# Why isn't the housetraining working?!?!



## StephStew (May 6, 2013)

Ok, I am at a loss. I feel like I have done everything by the book but my little guy is just not getting it. He's crate trained and we also keep him in the laundry room sometimes. He's on a pretty regular schedule. I pretty much know when he is going to need to go so I take him out. But of course, as much as I try that doesn't happen all the time. I've been training him with the bell from day one. He knows to ring the bell right before we go out. Here's my question. When will he get to the point where HE tells me he needs to go out? He just won't tell me. If he's in the gated off laundry room he will cry. But if he's in the house he won't tell me. He will just go wherever. Is their a certain time/age that it should click? I don't really know what else to do. We praise and give treats when he goes outside. We take him out very regularly. I'm just at a loss. I would love any tips.


----------



## fairlie (Sep 7, 2013)

Maybe not a popular thing to say here but cockapoos are on the list of slow to toliet train breeds. With Rufus we went strictly by the book and he still had accidents. We turned the corner only after I showed him that we did NOT want him to go in the house. I would catch him in the act, show him the mess and give a low gutteral ahhhh sound. Then I'd take him out and make a big fuss whenever he peed outside.

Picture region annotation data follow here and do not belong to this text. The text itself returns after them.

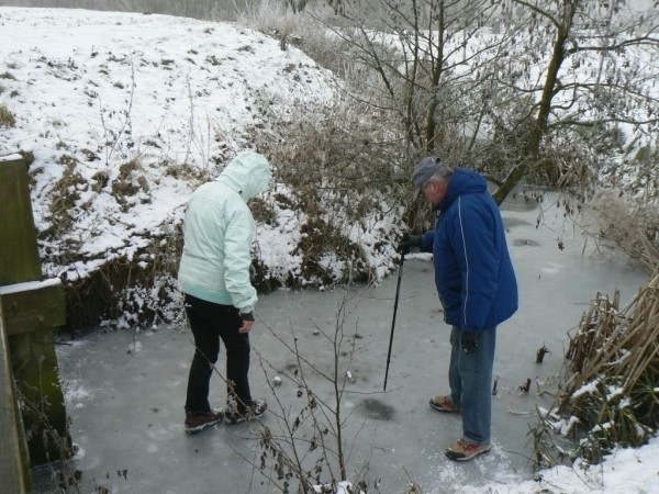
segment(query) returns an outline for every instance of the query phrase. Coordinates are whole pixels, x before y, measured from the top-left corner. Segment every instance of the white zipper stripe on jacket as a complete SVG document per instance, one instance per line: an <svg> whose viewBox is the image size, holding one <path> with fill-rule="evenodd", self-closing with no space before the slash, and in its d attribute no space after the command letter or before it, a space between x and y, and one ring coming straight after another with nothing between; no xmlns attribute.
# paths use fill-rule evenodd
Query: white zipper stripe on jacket
<svg viewBox="0 0 659 494"><path fill-rule="evenodd" d="M460 235L462 235L462 248L465 249L465 263L467 265L467 280L465 281L465 307L462 308L462 324L467 326L467 302L469 301L469 258L467 257L467 243L465 242L465 227L462 226L462 198L458 197L458 216L460 218Z"/></svg>

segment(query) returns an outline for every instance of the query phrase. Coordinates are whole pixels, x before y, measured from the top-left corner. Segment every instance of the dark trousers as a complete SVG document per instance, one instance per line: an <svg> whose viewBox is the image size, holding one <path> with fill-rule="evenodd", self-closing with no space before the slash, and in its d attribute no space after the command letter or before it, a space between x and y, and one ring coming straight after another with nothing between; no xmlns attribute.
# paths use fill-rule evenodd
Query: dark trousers
<svg viewBox="0 0 659 494"><path fill-rule="evenodd" d="M249 336L238 333L243 319L231 305L206 302L186 295L186 314L194 335L194 357L188 377L186 412L205 414L209 404L209 383L220 353L220 338L226 348L227 403L235 401L237 412L252 404L249 392ZM231 411L228 411L231 412Z"/></svg>

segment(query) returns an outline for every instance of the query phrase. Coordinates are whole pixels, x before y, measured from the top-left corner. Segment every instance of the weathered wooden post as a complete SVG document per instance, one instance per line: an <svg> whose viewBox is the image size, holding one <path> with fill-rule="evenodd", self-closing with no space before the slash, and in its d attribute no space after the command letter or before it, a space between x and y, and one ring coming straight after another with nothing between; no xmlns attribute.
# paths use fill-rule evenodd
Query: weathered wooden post
<svg viewBox="0 0 659 494"><path fill-rule="evenodd" d="M70 438L53 328L66 323L66 301L58 279L43 280L20 155L0 157L0 306L32 465L62 459Z"/></svg>
<svg viewBox="0 0 659 494"><path fill-rule="evenodd" d="M9 361L9 344L2 324L0 304L0 479L7 492L23 494L30 486L30 462L19 413L13 372Z"/></svg>

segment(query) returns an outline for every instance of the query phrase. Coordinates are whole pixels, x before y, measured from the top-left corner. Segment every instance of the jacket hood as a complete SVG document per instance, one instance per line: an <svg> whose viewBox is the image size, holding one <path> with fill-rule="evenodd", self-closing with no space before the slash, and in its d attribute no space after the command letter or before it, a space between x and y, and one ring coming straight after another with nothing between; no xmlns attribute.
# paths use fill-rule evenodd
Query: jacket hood
<svg viewBox="0 0 659 494"><path fill-rule="evenodd" d="M446 195L442 202L437 204L437 210L446 210L446 207L448 207L448 205L459 195L480 193L487 190L488 181L483 176L473 170L468 170L467 168L456 168L454 176L448 182Z"/></svg>
<svg viewBox="0 0 659 494"><path fill-rule="evenodd" d="M215 181L228 186L247 201L270 188L271 176L270 164L265 156L246 150L232 159Z"/></svg>

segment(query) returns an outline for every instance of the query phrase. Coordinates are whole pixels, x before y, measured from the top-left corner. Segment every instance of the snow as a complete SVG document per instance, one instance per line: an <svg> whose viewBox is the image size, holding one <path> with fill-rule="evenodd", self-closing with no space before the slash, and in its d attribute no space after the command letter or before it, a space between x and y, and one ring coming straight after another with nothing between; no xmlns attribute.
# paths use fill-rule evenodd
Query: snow
<svg viewBox="0 0 659 494"><path fill-rule="evenodd" d="M172 177L170 165L214 177L268 113L286 112L289 101L322 104L337 83L298 48L233 23L0 7L0 27L1 101L16 120L0 133L0 156L34 155L42 232L56 226L54 191L71 177L63 242L83 239L83 260L44 268L71 281L114 257L132 259L180 222L199 182ZM122 182L137 191L124 204L113 192ZM259 232L268 239L261 254L287 258L293 229Z"/></svg>
<svg viewBox="0 0 659 494"><path fill-rule="evenodd" d="M219 164L248 145L249 133L266 117L258 109L286 112L291 100L322 103L337 83L295 47L282 50L277 40L232 23L0 7L0 75L12 76L0 79L0 101L16 117L14 127L0 133L0 161L15 159L19 149L33 153L38 229L52 226L48 207L66 168L63 159L72 155L71 172L82 178L69 187L76 201L67 235L83 240L85 260L46 267L69 280L113 256L130 257L148 235L166 235L167 226L180 221L194 181L174 178L169 165L186 162L213 176ZM141 190L126 209L112 183L135 156L142 175L130 176ZM299 265L291 255L295 224L304 220L299 215L282 210L277 226L259 225L263 259L283 272ZM365 232L388 228L380 220L365 221L353 239L369 244L373 239ZM390 269L384 257L390 252L373 260L378 277ZM541 269L551 274L560 266L546 262ZM143 344L132 343L129 351L142 352ZM74 383L69 401L71 394L83 402L93 393ZM544 470L536 480L461 485L460 492L658 493L659 439L615 451L599 465Z"/></svg>
<svg viewBox="0 0 659 494"><path fill-rule="evenodd" d="M43 281L25 281L23 283L8 284L0 287L0 295L9 295L11 293L32 292L48 287L55 287L62 282L58 279L43 280Z"/></svg>

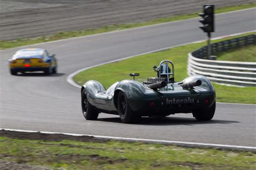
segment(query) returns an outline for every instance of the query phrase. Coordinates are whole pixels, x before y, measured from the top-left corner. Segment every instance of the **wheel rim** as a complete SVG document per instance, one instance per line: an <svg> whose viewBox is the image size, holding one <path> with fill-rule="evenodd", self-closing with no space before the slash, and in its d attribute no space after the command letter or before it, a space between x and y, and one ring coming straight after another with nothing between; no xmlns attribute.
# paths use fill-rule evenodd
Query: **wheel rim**
<svg viewBox="0 0 256 170"><path fill-rule="evenodd" d="M82 102L82 105L83 105L82 107L83 107L83 114L84 115L86 115L87 108L88 107L87 102L88 101L87 101L87 98L85 96Z"/></svg>
<svg viewBox="0 0 256 170"><path fill-rule="evenodd" d="M127 102L125 97L124 95L122 95L120 100L120 112L121 114L121 116L125 116L126 111L126 107Z"/></svg>

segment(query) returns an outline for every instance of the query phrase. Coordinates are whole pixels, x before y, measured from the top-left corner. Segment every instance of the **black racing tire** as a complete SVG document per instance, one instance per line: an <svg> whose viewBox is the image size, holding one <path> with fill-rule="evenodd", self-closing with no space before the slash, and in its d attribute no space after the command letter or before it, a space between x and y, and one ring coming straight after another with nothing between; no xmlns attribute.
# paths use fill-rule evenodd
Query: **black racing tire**
<svg viewBox="0 0 256 170"><path fill-rule="evenodd" d="M81 101L83 115L86 120L97 120L99 116L99 112L90 104L87 98L86 94L84 92L84 90L83 90Z"/></svg>
<svg viewBox="0 0 256 170"><path fill-rule="evenodd" d="M54 68L52 68L52 73L53 74L56 74L57 73L57 67L56 66Z"/></svg>
<svg viewBox="0 0 256 170"><path fill-rule="evenodd" d="M120 91L118 94L117 106L120 119L125 123L139 122L142 116L136 114L130 107L127 97L124 92Z"/></svg>
<svg viewBox="0 0 256 170"><path fill-rule="evenodd" d="M11 73L11 75L17 75L17 72L13 69L10 69L10 73Z"/></svg>
<svg viewBox="0 0 256 170"><path fill-rule="evenodd" d="M197 121L210 121L214 116L215 108L216 102L214 102L210 108L193 112L193 116Z"/></svg>
<svg viewBox="0 0 256 170"><path fill-rule="evenodd" d="M52 73L52 68L50 67L45 70L44 72L46 75L51 75Z"/></svg>

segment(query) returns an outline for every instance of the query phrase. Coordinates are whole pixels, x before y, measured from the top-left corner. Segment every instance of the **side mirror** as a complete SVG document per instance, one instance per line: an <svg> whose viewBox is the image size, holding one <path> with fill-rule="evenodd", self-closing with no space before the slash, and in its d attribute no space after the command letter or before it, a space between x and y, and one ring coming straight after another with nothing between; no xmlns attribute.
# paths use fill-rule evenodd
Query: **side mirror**
<svg viewBox="0 0 256 170"><path fill-rule="evenodd" d="M139 73L130 73L129 76L133 77L133 80L135 80L135 76L139 76Z"/></svg>

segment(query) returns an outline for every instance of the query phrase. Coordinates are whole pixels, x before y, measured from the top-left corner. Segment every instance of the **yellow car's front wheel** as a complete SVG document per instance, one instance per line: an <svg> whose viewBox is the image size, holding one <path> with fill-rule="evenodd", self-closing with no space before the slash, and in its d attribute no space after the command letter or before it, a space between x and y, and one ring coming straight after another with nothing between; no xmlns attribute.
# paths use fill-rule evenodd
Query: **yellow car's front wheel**
<svg viewBox="0 0 256 170"><path fill-rule="evenodd" d="M14 69L10 69L10 72L11 73L11 75L17 75L17 72Z"/></svg>

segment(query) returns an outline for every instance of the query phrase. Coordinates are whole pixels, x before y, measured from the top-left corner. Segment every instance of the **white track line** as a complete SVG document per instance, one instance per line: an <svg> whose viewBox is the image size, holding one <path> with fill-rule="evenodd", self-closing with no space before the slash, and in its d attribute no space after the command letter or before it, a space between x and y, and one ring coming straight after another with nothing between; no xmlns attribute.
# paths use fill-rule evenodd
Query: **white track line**
<svg viewBox="0 0 256 170"><path fill-rule="evenodd" d="M235 34L230 34L230 35L226 35L226 36L221 36L221 37L216 37L216 38L213 38L212 39L212 40L217 40L217 39L222 39L222 38L227 38L227 37L233 37L233 36L239 36L239 35L241 35L241 34L245 34L245 33L250 33L250 32L255 32L256 31L256 30L253 30L253 31L246 31L246 32L241 32L241 33L235 33ZM117 60L112 60L112 61L108 61L108 62L104 62L104 63L100 63L100 64L98 64L98 65L95 65L95 66L90 66L90 67L86 67L86 68L82 68L82 69L80 69L70 75L69 75L66 78L66 81L68 81L68 82L69 82L69 83L70 83L70 84L75 86L75 87L76 87L77 88L81 88L81 86L78 84L77 84L73 80L73 77L76 75L77 75L77 74L79 73L80 72L83 72L86 69L90 69L90 68L93 68L93 67L98 67L98 66L102 66L102 65L105 65L105 64L107 64L107 63L112 63L112 62L116 62L116 61L121 61L121 60L125 60L125 59L129 59L129 58L133 58L133 57L134 57L134 56L139 56L139 55L145 55L145 54L149 54L149 53L154 53L154 52L159 52L159 51L164 51L164 50L166 50L166 49L168 49L169 48L173 48L173 47L178 47L178 46L183 46L183 45L188 45L189 44L193 44L193 43L198 43L198 42L203 42L203 41L204 41L205 40L199 40L199 41L193 41L193 42L187 42L187 43L184 43L184 44L179 44L179 45L175 45L175 46L170 46L170 47L165 47L165 48L161 48L161 49L156 49L156 50L154 50L154 51L150 51L150 52L146 52L146 53L141 53L141 54L136 54L136 55L132 55L132 56L127 56L127 57L125 57L125 58L122 58L122 59L117 59Z"/></svg>
<svg viewBox="0 0 256 170"><path fill-rule="evenodd" d="M193 145L197 145L199 146L207 146L207 147L224 148L246 149L246 150L256 150L256 147L238 146L238 145L221 145L221 144L214 144L200 143L196 143L196 142L186 142L186 141L171 141L171 140L154 140L154 139L140 139L140 138L115 137L105 136L97 136L97 135L69 133L60 133L60 132L53 132L36 131L33 131L33 130L25 130L11 129L0 128L0 130L29 132L29 133L40 132L41 133L45 133L45 134L63 134L65 135L73 136L87 136L87 137L94 137L96 138L115 139L115 140L123 140L123 141L130 141L151 142L151 143L156 143L163 144L173 144L173 145L184 145L184 146L192 146Z"/></svg>

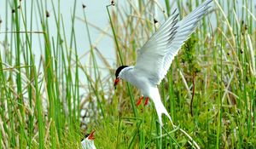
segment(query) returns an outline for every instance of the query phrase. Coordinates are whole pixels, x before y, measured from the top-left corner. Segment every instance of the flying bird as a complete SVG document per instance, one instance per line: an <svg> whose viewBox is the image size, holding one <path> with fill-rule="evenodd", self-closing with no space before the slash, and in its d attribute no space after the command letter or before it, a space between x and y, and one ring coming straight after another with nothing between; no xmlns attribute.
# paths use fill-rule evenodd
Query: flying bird
<svg viewBox="0 0 256 149"><path fill-rule="evenodd" d="M83 149L96 149L94 145L94 133L95 130L92 131L85 139L81 141L82 148Z"/></svg>
<svg viewBox="0 0 256 149"><path fill-rule="evenodd" d="M137 50L136 65L121 66L115 72L114 87L120 79L125 80L139 89L144 97L149 97L153 100L160 127L163 126L162 114L166 115L172 125L173 123L161 102L157 85L166 77L181 46L195 32L198 22L207 12L211 2L212 0L206 0L180 21L178 13L174 10L166 22Z"/></svg>

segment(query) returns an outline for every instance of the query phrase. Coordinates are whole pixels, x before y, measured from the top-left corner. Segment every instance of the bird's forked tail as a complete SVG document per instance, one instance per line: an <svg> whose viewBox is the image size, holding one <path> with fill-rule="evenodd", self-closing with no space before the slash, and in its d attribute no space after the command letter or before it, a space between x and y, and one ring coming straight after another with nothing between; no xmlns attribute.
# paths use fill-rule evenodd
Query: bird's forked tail
<svg viewBox="0 0 256 149"><path fill-rule="evenodd" d="M165 114L166 116L168 117L169 120L172 123L172 125L174 126L172 120L171 118L171 116L169 115L168 112L166 111L165 106L163 105L160 94L159 94L159 90L157 88L154 89L153 90L151 90L152 92L150 93L151 95L151 99L154 104L154 107L155 107L155 111L157 112L157 116L158 116L158 119L159 119L159 123L160 124L160 126L163 126L163 123L162 123L162 114Z"/></svg>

I'm not talking about pushing his nose in it, just making him aware, which he hadn't been til then, that he was not to go in the house. I think it is worth the effort to keep him leashed to you indoors until you have cracked this. The life opportunities of an unreliable dog are so different from one ou can trust. 

Good luck!


----------



## tessybear (May 1, 2011)

You may be right fairlie as Bonnie took forever but Dexter was instant. Neither of mine ever asked to go out and Dexter was terrified of the bells I bought. I can only suggest you take him out every half hour and give him lots of praise when he goes. Also spray over every pee he does with a good cover up spray to make sure he doesn't go there again. Males love to go in the same place over and over again. Good luck don't despair you will get there!


----------



## Lexi&Beemer (May 5, 2013)

It sounds like he knows that he shouldn't go in the laundry room. Kind of like he is house trained, but just sees the laundry room as his house. Lexi got it much faster than Beemer and Beemer just had an accident last Monday because I wasn't paying attention as I was working on something. I have an industrial sized enzyme spray because what I realized is that the urine was going through my grout and the smell would be there unless I really soaked it. If you have carpet, same principle except there's also carpet pad and wood below the pad. So when you spray, it can't just be on the surface but think how much pee has soaked into the carpet/floor. I also will feed them on the spots they (well, he) likes to pee. I had read that they won't use their feeding area to toilet so I move their food bowl all over. They do get it. Also if you are taking him out every 30 minutes, he never really needs to tell you he needs to go. Someone told me a great way to think of it - accidents are the way we learn. Catching them in the act (of course not being mean) made a big difference for Lexi. Good luck. You will get there.


----------



## Nellies mum (May 12, 2013)

I just think some dogs take longer then others. I'm a little confused as you say he rings the bell before you go out the door but doesn't ring them to let you know to go out!? Is this because you are telling him to ring them and he hasn't learnt to ring them by himself. I have used bells from day 1 with Meg and she is 100% house trained at 3 months old and Nellie was at 4 months. I think it was quick because of the access to the bells and catching them in the act and telling them no then taking them straight outside whilst ringing the bells on the way out. Does he always have access to the bells?


----------



## lady amanda (Nov 26, 2010)

6 months...keep at it it will happen....Lady wasnt even close for a long time....she took forever to learn it. just keep at it, keep using the bells. it will happen


----------



## GorgeousGeorge (Jan 19, 2013)

Yep as Fairlie says a lot of cockapoos take a while to be house trained George did I think he was about 7 months old. OH was fed up with him not being house trained but then suddenly he was xx


----------



## StephStew (May 6, 2013)

Yes, he has access to the bells. And yes, if I am taking him out he will ring it on his own. He just won't go ring it by himself if he needs to go out. And we do make it clear that we don't like him going in the house. Thanks for the tips. I will continue to work on it. I know we will get there. I just didn't realize it would take so long.


----------



## Marzi (Sep 17, 2012)

Is it just wee accidents, or poop or both?
When you take him out for a walk does he poop and wee away from home - or does he hold on until he gets back to a familiar safe place, ie his home?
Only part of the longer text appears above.